Treat it as a recurring process, not a one-time rescue. A full audit quarterly catches the slow drift — authentication that broke when a tool was added, a list decaying month over month, reputation easing down — before any of it compounds into a placement crisis. A quick monthly check of authentication, reputation and blocklists keeps the fast-moving signals honest. And any major change — an ESP migration, a domain change, a new sending tool, a volume spike — warrants an immediate audit, because those are exactly the moments authentication and reputation break. The most disciplined teams treat the audit as a release gate before big campaigns: if authentication fails the check, the send waits until it is fixed. Auditing only after deliverability drops means you are always cleaning up rather than preventing.
Why work with us?
Two reasons. First, data and consent: we run audits with your data hosted in Toronto under PIPEDA, and our CASL-aware lens means the audit checks consent and compliance, not just technical pass-fail — which matters because consent problems are reputation problems. Second, operator depth on complex setups: free tools handle a simple single-ESP audit well, and we will tell you when that is all you need. Where an experienced audit earns its place is complexity — multiple ESPs, dedicated IPs, high transactional volume, self-hosted infrastructure — where the issues that automated tools miss tend to hide. You get an operator who has seen the failure modes, not a checklist generator.

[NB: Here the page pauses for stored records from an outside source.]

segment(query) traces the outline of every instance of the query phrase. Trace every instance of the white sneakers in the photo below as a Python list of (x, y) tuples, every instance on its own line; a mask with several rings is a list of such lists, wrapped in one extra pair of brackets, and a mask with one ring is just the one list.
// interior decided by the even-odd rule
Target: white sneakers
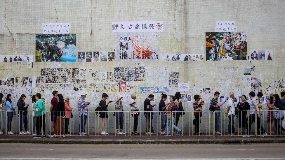
[(108, 133), (105, 131), (104, 131), (104, 132), (102, 132), (102, 133), (101, 133), (101, 134), (102, 134), (102, 135), (107, 135)]

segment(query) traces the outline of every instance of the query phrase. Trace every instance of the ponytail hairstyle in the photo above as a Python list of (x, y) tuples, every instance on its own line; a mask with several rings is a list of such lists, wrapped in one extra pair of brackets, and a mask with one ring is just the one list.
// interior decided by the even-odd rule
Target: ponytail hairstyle
[(161, 94), (161, 99), (162, 99), (163, 98), (167, 98), (167, 95), (166, 94), (163, 94), (162, 93)]
[(104, 93), (102, 94), (102, 98), (107, 97), (109, 96), (108, 95), (108, 94), (107, 94), (106, 93)]

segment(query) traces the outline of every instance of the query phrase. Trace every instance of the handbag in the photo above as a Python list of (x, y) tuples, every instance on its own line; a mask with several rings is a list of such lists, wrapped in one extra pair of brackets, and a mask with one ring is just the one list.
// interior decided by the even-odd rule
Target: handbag
[(273, 115), (274, 119), (283, 119), (284, 118), (284, 112), (283, 110), (279, 111), (278, 110), (274, 110)]

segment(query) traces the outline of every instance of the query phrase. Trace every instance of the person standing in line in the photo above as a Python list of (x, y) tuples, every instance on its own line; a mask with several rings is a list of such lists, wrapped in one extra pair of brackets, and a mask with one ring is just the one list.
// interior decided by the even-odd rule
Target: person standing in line
[(165, 135), (167, 133), (164, 131), (166, 128), (166, 122), (167, 122), (167, 117), (166, 113), (165, 112), (166, 107), (169, 105), (169, 103), (167, 103), (166, 104), (164, 102), (167, 98), (167, 95), (163, 93), (161, 94), (161, 99), (159, 102), (159, 104), (158, 105), (158, 110), (159, 111), (159, 115), (160, 115), (160, 129), (161, 130), (160, 134)]
[(85, 132), (85, 125), (87, 120), (87, 112), (88, 111), (88, 106), (90, 102), (85, 102), (84, 99), (86, 98), (87, 94), (84, 91), (81, 92), (80, 98), (78, 100), (78, 115), (80, 118), (80, 135), (87, 134)]
[[(239, 102), (237, 105), (237, 108), (239, 111), (238, 113), (239, 134), (242, 134), (243, 132), (246, 133), (247, 132), (248, 118), (246, 117), (248, 117), (248, 111), (250, 109), (250, 106), (246, 101), (246, 96), (243, 95), (241, 96), (241, 101)], [(244, 128), (244, 130), (242, 129)]]
[[(195, 117), (193, 120), (194, 124), (194, 131), (195, 134), (200, 135), (200, 125), (201, 123), (201, 117), (202, 115), (202, 105), (205, 104), (205, 102), (201, 96), (198, 94), (194, 96), (194, 101), (193, 102), (193, 109), (194, 111), (194, 116)], [(200, 100), (201, 102), (200, 102)]]
[[(285, 106), (281, 102), (281, 99), (278, 94), (276, 94), (273, 95), (273, 100), (275, 101), (274, 102), (274, 104), (273, 106), (274, 109), (282, 111), (285, 109)], [(284, 100), (282, 100), (282, 101), (284, 101)], [(276, 133), (277, 135), (279, 135), (281, 134), (282, 133), (281, 132), (281, 130), (283, 130), (283, 131), (284, 131), (284, 129), (281, 126), (281, 124), (280, 124), (279, 123), (281, 121), (281, 119), (284, 119), (284, 114), (283, 115), (283, 117), (274, 117), (274, 125), (277, 131)]]
[(112, 101), (109, 102), (106, 101), (109, 97), (109, 96), (106, 93), (104, 93), (102, 94), (102, 99), (99, 103), (99, 106), (105, 111), (101, 112), (99, 114), (100, 115), (99, 116), (99, 117), (102, 118), (102, 132), (101, 133), (102, 135), (108, 135), (108, 133), (105, 131), (105, 124), (106, 122), (106, 119), (109, 118), (108, 114), (108, 106), (109, 104), (112, 102)]
[[(250, 133), (251, 130), (251, 125), (252, 122), (255, 122), (255, 113), (256, 112), (257, 113), (257, 122), (256, 123), (257, 125), (257, 131), (259, 131), (260, 129), (261, 132), (263, 133), (261, 137), (264, 137), (267, 135), (267, 133), (264, 130), (261, 130), (260, 127), (260, 115), (259, 114), (259, 109), (258, 108), (258, 105), (256, 100), (255, 99), (254, 96), (255, 93), (253, 91), (249, 92), (249, 98), (250, 100), (249, 101), (248, 103), (250, 106), (250, 113), (249, 114), (249, 117), (248, 117), (248, 128), (247, 130), (247, 132), (244, 135), (242, 136), (244, 137), (248, 138), (249, 137), (249, 134)], [(263, 127), (262, 129), (263, 129)]]
[[(118, 96), (115, 101), (115, 115), (116, 117), (116, 131), (119, 135), (125, 134), (123, 131), (124, 125), (124, 108), (123, 106), (122, 99), (123, 96)], [(120, 124), (120, 129), (119, 129), (119, 123)]]
[(133, 118), (133, 129), (132, 134), (134, 135), (140, 134), (137, 131), (137, 126), (138, 126), (138, 118), (140, 115), (140, 111), (139, 110), (138, 107), (135, 101), (137, 99), (137, 96), (135, 94), (133, 93), (131, 95), (131, 99), (130, 100), (130, 108), (131, 109), (131, 114), (132, 117)]
[(6, 106), (7, 107), (7, 130), (8, 134), (13, 134), (14, 133), (11, 131), (11, 123), (13, 119), (13, 112), (15, 108), (13, 106), (13, 102), (11, 100), (12, 96), (11, 94), (7, 95), (6, 99)]
[(53, 97), (51, 101), (51, 135), (52, 136), (54, 134), (54, 124), (56, 123), (56, 119), (57, 116), (56, 115), (56, 112), (55, 111), (58, 108), (58, 93), (57, 91), (53, 91), (52, 93)]
[(228, 132), (228, 134), (230, 135), (234, 135), (235, 134), (234, 129), (234, 116), (235, 106), (234, 103), (234, 94), (233, 92), (230, 92), (230, 98), (227, 100), (228, 106), (227, 108), (227, 113), (229, 118)]
[[(27, 115), (28, 113), (28, 107), (29, 106), (29, 104), (26, 104), (25, 99), (27, 97), (25, 94), (22, 94), (18, 101), (17, 106), (18, 107), (18, 115), (19, 116), (20, 121), (20, 134), (23, 135), (30, 134), (31, 132), (28, 130), (28, 119)], [(24, 131), (23, 130), (23, 124), (24, 124), (25, 129), (26, 131)]]
[(63, 121), (65, 115), (65, 109), (64, 108), (64, 100), (62, 94), (58, 95), (58, 103), (56, 108), (56, 121), (54, 125), (54, 133), (53, 136), (51, 137), (55, 137), (56, 136), (61, 136), (62, 138), (65, 138), (64, 133), (63, 132)]
[[(179, 132), (179, 134), (180, 136), (182, 135), (182, 130), (180, 129), (180, 128), (178, 128), (175, 125), (175, 124), (174, 123), (175, 121), (175, 118), (176, 117), (176, 114), (178, 114), (177, 113), (173, 111), (175, 110), (175, 107), (176, 107), (176, 106), (175, 106), (175, 103), (174, 102), (176, 99), (176, 97), (175, 96), (172, 96), (170, 98), (170, 104), (169, 105), (169, 106), (168, 107), (168, 108), (165, 110), (165, 111), (167, 112), (167, 113), (168, 115), (170, 115), (171, 117), (171, 113), (172, 113), (172, 116), (171, 117), (171, 120), (172, 123), (172, 127), (174, 128), (175, 129), (176, 131), (178, 131)], [(179, 113), (178, 113), (179, 114)], [(170, 120), (169, 119), (167, 119), (167, 135), (171, 135), (170, 133)]]
[(267, 131), (270, 131), (270, 134), (274, 135), (274, 117), (273, 115), (273, 109), (275, 101), (273, 100), (273, 96), (274, 94), (271, 93), (269, 96), (269, 99), (266, 101), (266, 104), (268, 108), (268, 112), (267, 113), (267, 123), (269, 123), (267, 126)]
[(143, 110), (144, 111), (144, 114), (146, 119), (147, 122), (146, 125), (145, 125), (146, 134), (152, 134), (154, 133), (152, 119), (153, 117), (153, 110), (152, 109), (152, 107), (155, 106), (156, 105), (150, 104), (150, 101), (154, 99), (154, 95), (151, 94), (149, 95), (147, 98), (145, 99), (143, 103)]
[(70, 135), (70, 132), (68, 132), (68, 126), (70, 118), (73, 117), (71, 111), (73, 108), (69, 104), (69, 99), (68, 97), (65, 98), (65, 102), (64, 103), (64, 108), (65, 110), (65, 117), (64, 118), (64, 133), (65, 135)]
[(221, 129), (221, 112), (220, 111), (220, 108), (223, 104), (225, 103), (225, 101), (224, 101), (221, 103), (218, 102), (218, 99), (220, 96), (220, 93), (218, 92), (216, 92), (214, 94), (214, 97), (211, 100), (211, 106), (215, 108), (215, 134), (222, 134), (222, 133), (219, 131), (219, 129)]
[(35, 105), (34, 109), (32, 109), (31, 111), (35, 111), (36, 113), (36, 126), (37, 128), (37, 135), (34, 136), (34, 138), (46, 138), (46, 136), (41, 136), (41, 131), (43, 129), (44, 134), (46, 135), (46, 109), (44, 103), (41, 99), (41, 95), (38, 93), (36, 94), (36, 100), (37, 103)]
[[(36, 95), (33, 95), (32, 97), (32, 109), (35, 109), (35, 106), (37, 101), (36, 101)], [(37, 132), (36, 131), (36, 114), (35, 111), (32, 112), (32, 116), (33, 117), (33, 135), (37, 135)]]
[(2, 111), (3, 110), (2, 107), (5, 102), (5, 101), (2, 100), (4, 96), (4, 95), (2, 93), (0, 93), (0, 134), (2, 134), (4, 133), (2, 132), (1, 128), (2, 125), (2, 112), (4, 112)]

Who this is for, and who it is not
It is for senders who have watched deliverability slip and need to find the cause fast, for teams setting up or migrating who want to start compliant, and for anyone with complex sending infrastructure where the problem is hard to isolate. It is not strictly necessary for a small, simple sender on one ESP with healthy metrics — for them the free tools are usually enough, and we will say so. An audit is the honest front door to the rest of the work: it tells you whether you need deliverability services for ongoing management, reputation management for a damaged score, IP warming for a ramp, or simply a cleaner list — and it tells you in priority order, so you spend your effort where it actually moves placement rather than where it merely feels productive.